As time has passed, Ive become slightly more acclimated to the experience of being a mother. Of creating life and loving beyond the bounds of understanding. I have come to realize that as much as I love my babies, it is not only possible, but in fact quite likely that other mothers love their babies just as much. Initially, that realization stung a bit. Then the stinging turned into an emphatic, huh. And now amazement. What a collective power.

I suppose thats what knocked me off my center in the first place. Human beings. Creating them. Raising them. Loving them. The impact that we make on the world and on one another. Single influential individuals, good and evil. Martin Luther King. Gandhi. Hitler. Joint movements for change. The Emancipation Proclamation. The suffragettes. The daily fabric of our world, individual lives woven together in a delicate yet inescapable chain reaction. Its not just about mothers. Its about all of us and all of our actions and all of the beautiful and mundane details of life. But right now I can only speak as a mother. I want to hold on to this moment; here, where I sit and see the magnitude of what I hold in my hands. Two babies, for whom I simply want peace and love and true happiness. Two babies, who make me want to mold the world into a place that welcomes and nurtures and is safe.

I know that in time I may become desensitized. We havent hit the terrible twos yet. I have never attempted to parent a teenager. Just as Ive slowly come to realize that the universe is not in danger of explosion under the pressure of my love, perhaps in time I will feel at ease with the fragility of it all. But for now I am here. Writing to ask myself to remember what it felt like, peering out at the world with my babies wrapped tightly in my arms.

9 comments:

Anonymous said...

Wait until you start crying when you see razor commercials featuring dads and their kids. It's not something I'm proud of, but I have made my peace with it.

xoxo

Ursula

freckletree said...

looks like you found that acid.

see why i went crazy? you are actually handling it pretty well in comparison.
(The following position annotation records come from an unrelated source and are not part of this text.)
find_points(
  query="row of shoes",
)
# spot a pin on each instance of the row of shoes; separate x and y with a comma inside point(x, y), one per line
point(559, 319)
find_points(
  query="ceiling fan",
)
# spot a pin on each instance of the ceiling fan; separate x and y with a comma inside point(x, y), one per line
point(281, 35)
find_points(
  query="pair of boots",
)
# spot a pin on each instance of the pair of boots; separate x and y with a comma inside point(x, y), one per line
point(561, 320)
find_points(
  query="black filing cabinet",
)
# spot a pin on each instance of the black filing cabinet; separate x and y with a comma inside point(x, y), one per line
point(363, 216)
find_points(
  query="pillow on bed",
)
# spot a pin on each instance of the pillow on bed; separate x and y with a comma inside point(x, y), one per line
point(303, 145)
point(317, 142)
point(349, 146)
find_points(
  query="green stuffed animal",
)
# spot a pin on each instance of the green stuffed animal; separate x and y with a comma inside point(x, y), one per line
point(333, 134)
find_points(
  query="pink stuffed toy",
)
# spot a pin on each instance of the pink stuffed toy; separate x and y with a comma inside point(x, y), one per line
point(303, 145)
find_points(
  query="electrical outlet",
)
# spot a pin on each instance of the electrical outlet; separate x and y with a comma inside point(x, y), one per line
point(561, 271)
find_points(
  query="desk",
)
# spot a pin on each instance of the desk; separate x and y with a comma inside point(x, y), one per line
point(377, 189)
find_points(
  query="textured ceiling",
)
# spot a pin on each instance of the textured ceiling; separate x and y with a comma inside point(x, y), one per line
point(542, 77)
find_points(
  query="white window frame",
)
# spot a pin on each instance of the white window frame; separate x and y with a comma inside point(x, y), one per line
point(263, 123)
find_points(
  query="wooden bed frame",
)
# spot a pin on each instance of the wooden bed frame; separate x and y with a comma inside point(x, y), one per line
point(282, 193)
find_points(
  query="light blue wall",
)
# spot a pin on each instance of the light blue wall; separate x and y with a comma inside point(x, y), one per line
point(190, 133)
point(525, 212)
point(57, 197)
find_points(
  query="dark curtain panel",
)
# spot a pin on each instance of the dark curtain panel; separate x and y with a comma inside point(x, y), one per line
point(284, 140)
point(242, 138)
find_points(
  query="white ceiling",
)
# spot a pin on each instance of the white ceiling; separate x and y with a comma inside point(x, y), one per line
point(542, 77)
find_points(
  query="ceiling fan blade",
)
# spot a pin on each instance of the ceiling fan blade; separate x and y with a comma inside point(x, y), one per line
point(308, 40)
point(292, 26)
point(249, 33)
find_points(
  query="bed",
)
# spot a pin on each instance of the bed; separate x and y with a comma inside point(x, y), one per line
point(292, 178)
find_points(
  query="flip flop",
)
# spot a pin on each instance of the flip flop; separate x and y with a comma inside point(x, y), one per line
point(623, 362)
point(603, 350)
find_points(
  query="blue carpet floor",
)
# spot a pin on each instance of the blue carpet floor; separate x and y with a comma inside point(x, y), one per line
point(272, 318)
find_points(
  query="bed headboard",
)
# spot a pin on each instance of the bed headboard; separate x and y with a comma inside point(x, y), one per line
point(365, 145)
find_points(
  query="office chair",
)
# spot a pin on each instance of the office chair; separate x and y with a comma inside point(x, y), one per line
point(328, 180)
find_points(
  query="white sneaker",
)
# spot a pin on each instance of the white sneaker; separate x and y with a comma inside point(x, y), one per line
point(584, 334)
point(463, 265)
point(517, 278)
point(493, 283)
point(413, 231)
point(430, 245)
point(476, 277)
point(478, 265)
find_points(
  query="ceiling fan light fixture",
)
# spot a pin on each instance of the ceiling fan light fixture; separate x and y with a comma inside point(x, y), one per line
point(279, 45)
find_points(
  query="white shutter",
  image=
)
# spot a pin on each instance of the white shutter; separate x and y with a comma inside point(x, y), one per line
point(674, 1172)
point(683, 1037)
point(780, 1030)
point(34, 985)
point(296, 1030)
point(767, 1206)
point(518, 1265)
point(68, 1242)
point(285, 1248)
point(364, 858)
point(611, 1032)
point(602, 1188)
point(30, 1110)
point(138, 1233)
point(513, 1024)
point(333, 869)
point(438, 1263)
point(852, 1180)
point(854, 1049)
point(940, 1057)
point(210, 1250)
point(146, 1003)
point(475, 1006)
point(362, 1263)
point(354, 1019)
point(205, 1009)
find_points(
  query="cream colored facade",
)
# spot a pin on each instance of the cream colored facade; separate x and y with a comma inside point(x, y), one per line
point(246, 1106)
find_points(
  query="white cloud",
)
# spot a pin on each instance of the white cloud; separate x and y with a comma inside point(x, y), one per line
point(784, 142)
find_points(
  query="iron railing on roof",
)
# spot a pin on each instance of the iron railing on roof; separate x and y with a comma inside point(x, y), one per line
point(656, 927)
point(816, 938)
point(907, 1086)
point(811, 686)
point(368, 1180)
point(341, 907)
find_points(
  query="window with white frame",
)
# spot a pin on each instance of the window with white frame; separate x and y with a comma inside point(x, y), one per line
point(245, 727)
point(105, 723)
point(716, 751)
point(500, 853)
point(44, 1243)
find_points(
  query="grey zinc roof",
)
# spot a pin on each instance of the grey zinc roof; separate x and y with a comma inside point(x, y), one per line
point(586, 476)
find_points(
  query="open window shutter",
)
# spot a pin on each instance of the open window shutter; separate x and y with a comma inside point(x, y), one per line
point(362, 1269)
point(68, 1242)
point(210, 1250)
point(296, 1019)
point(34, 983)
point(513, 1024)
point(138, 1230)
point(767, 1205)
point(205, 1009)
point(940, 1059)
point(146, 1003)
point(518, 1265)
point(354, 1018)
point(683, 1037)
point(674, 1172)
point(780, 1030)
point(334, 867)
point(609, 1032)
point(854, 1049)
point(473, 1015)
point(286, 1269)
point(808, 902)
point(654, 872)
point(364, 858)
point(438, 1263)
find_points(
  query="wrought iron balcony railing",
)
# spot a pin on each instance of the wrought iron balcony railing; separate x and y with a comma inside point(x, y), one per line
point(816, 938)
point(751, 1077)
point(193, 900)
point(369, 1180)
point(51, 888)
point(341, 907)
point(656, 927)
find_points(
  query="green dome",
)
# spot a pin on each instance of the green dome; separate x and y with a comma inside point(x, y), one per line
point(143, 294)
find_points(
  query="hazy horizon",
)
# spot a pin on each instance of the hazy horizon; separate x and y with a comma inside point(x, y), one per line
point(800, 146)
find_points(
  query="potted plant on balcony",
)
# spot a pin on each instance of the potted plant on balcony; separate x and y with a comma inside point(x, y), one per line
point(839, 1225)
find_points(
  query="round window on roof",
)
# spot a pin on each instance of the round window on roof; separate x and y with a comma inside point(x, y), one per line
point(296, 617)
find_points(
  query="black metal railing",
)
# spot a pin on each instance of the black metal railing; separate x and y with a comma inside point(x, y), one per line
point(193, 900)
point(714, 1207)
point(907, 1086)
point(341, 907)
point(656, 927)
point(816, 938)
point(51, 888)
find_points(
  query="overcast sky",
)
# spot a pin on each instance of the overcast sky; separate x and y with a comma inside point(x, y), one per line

also, i am officially threatening to call you if you don't make contact within 48 hours.

Babes Mami said...

After I had my son everything changed. The world looked completely different. I knew it would change but I was not prepared for how much. He is 8 months old and my love for him still amazes and stuns me.

Also per the comment above I also cry at commercials, there is a car insurance one where the 16 year old boy gets his license...gets me everytime.

Daryl said...

Beautifully expressed, a keeper, one you will look back on and feel very good about

Anonymous said...

I have felt just like that too.
Very beautifully written.

Anonymous said...

I have felt just like that too.
Very beautifully written.

Sarah said...

hi, i recently found your blog through facebook and love it. I'm a twin, and your stories really make me feel for my Mum :-)
I have a new 2 month old, and "That is somebody’s baby." is exactly how I feel, too.

Anonymous said...

Well said!

I love that feeling. Rationally you know others feel the same but inside you cannot believe anyone could love the way you do.

Tessa said...

I love this post! I felt/feel the exact same way. And IMO terrible twos aren't realy. They are the terrific twos! Yes they start to assert a little more independence but it's still completely incredible watching your child grow and go through all these wonderful phases! A good friend who has kids ranging from nearly 2 to 22 says that it doesn't go away. Even when they're teenagers and even when they're grown and married.
I have a hard time imagining life can get any better and that I can love him more. But then I wake up the next day and look into those little blue eyes and he not only recaptures my heart, he expands my capacity to love!